Background: Dietary interventions as a means for atopy prevention attract great interest. Some studies in rural environments claimed an inverse association between consumption of farm-produced dairy products and the prevalence of allergic diseases, but current evidence is controversial.
Objective: To investigate whether consumption of farm-produced products is associated with a lower prevalence of asthma and allergy when compared with shop-purchased products.
Methods: Cross sectional multi-centre study (PARSIFAL) including 14,893 children aged 5-13 years from five European countries (2823 from farm families and 4606 attending Steiner Schools as well as 5440 farm reference and 2024 Steiner reference children). A detailed questionnaire including a dietary component was completed and allergen-specific IgE was measured in serum.

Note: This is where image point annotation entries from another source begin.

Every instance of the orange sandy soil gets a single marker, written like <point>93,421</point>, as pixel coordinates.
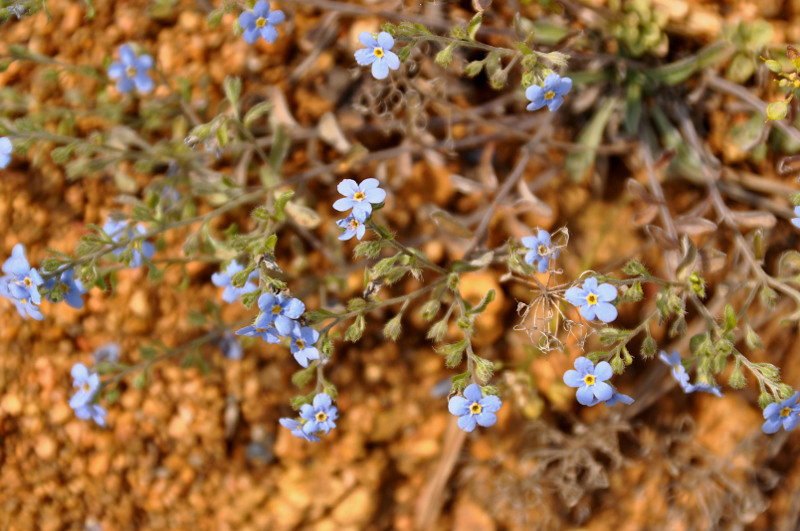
<point>175,454</point>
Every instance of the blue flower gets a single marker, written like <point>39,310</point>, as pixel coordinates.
<point>795,221</point>
<point>86,383</point>
<point>320,416</point>
<point>267,333</point>
<point>71,289</point>
<point>279,311</point>
<point>593,300</point>
<point>131,71</point>
<point>540,250</point>
<point>223,280</point>
<point>230,346</point>
<point>303,340</point>
<point>5,151</point>
<point>91,411</point>
<point>474,409</point>
<point>677,369</point>
<point>551,94</point>
<point>377,54</point>
<point>590,381</point>
<point>116,230</point>
<point>21,284</point>
<point>352,227</point>
<point>297,429</point>
<point>260,23</point>
<point>786,414</point>
<point>24,280</point>
<point>359,197</point>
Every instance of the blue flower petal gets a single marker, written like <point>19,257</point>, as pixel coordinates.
<point>380,70</point>
<point>602,391</point>
<point>606,292</point>
<point>486,419</point>
<point>573,379</point>
<point>367,40</point>
<point>605,312</point>
<point>458,406</point>
<point>603,371</point>
<point>269,33</point>
<point>467,422</point>
<point>585,395</point>
<point>385,41</point>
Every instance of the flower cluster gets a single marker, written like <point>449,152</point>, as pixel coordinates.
<point>87,384</point>
<point>5,151</point>
<point>20,284</point>
<point>314,418</point>
<point>682,377</point>
<point>131,71</point>
<point>118,231</point>
<point>594,301</point>
<point>69,289</point>
<point>551,93</point>
<point>377,53</point>
<point>359,198</point>
<point>260,22</point>
<point>474,409</point>
<point>786,414</point>
<point>591,383</point>
<point>279,318</point>
<point>540,250</point>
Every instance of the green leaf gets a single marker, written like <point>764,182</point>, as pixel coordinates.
<point>280,149</point>
<point>233,90</point>
<point>730,318</point>
<point>474,25</point>
<point>393,327</point>
<point>445,56</point>
<point>355,330</point>
<point>256,112</point>
<point>777,110</point>
<point>369,249</point>
<point>280,204</point>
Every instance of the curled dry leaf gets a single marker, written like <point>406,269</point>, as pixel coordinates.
<point>694,226</point>
<point>755,219</point>
<point>662,239</point>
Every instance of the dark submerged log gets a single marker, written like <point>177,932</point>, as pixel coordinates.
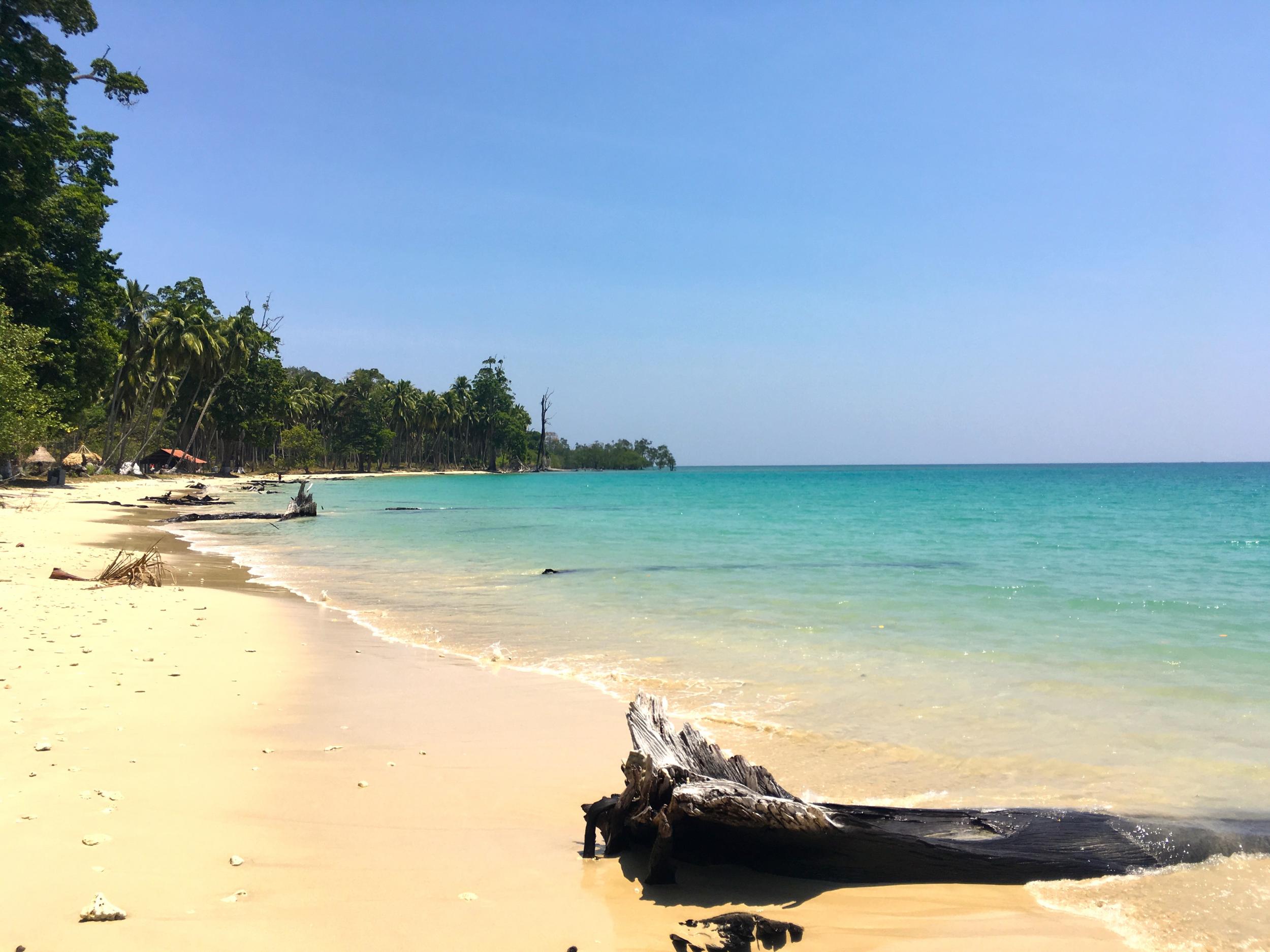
<point>303,506</point>
<point>112,502</point>
<point>737,932</point>
<point>691,804</point>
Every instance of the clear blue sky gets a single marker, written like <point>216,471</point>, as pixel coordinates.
<point>756,232</point>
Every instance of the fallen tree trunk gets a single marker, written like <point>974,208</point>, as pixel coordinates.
<point>303,506</point>
<point>691,804</point>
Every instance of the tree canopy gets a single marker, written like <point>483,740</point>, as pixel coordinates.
<point>85,352</point>
<point>54,181</point>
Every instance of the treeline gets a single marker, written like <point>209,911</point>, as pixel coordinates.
<point>88,357</point>
<point>620,455</point>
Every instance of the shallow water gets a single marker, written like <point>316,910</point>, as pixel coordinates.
<point>1081,635</point>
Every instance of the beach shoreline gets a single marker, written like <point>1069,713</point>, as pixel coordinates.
<point>488,810</point>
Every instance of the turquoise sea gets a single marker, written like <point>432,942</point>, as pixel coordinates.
<point>949,635</point>
<point>1096,635</point>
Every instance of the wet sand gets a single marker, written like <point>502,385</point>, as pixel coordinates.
<point>206,709</point>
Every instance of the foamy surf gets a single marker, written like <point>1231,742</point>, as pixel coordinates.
<point>1220,905</point>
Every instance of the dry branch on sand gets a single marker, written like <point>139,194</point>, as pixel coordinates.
<point>136,569</point>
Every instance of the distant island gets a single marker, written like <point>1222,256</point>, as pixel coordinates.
<point>105,372</point>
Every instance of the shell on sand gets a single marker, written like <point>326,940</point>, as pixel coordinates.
<point>101,910</point>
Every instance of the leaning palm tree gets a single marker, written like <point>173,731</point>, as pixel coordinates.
<point>403,399</point>
<point>242,337</point>
<point>187,339</point>
<point>134,314</point>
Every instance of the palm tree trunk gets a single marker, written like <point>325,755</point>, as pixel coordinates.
<point>202,413</point>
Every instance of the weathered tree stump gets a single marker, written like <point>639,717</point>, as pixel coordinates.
<point>737,932</point>
<point>690,803</point>
<point>301,506</point>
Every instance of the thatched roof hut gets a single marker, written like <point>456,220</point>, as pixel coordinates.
<point>82,457</point>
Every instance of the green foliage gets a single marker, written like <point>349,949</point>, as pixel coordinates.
<point>26,417</point>
<point>301,446</point>
<point>54,181</point>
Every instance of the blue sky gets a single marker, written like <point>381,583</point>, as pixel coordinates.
<point>760,233</point>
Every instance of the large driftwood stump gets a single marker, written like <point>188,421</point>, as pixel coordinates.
<point>737,932</point>
<point>690,803</point>
<point>299,507</point>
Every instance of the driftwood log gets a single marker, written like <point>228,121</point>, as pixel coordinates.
<point>737,932</point>
<point>299,507</point>
<point>690,803</point>
<point>188,499</point>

Results: Farm milk consumption ever in life showed a statistically significant inverse association with asthma: covariate adjusted odds ratio (aOR) 0.74 [95% confidence interval (CI) 0.61-0.88], rhinoconjunctivitis: aOR 0.56 (0.43-0.73) and sensitization to pollen and the food mix fx5 (cut-off level of >or=3.5 kU/L): aOR 0.67 (0.47-0.96) and aOR 0.42 (0.19-0.92), respectively, and sensitization to horse dander: aOR 0.50 (95% CI 0.28-0.87). The associations were observed in all four subpopulations and independent of farm-related co-exposures. Other farm-produced products were not independently related to any allergy-related health outcome.
Conclusion: Our results indicate that consumption of farm milk may offer protection against asthma and allergy. A deepened understanding of the relevant protective components of farm milk and a better insight into the biological mechanisms underlying this association are warranted as a basis for the development of a safe product for prevention.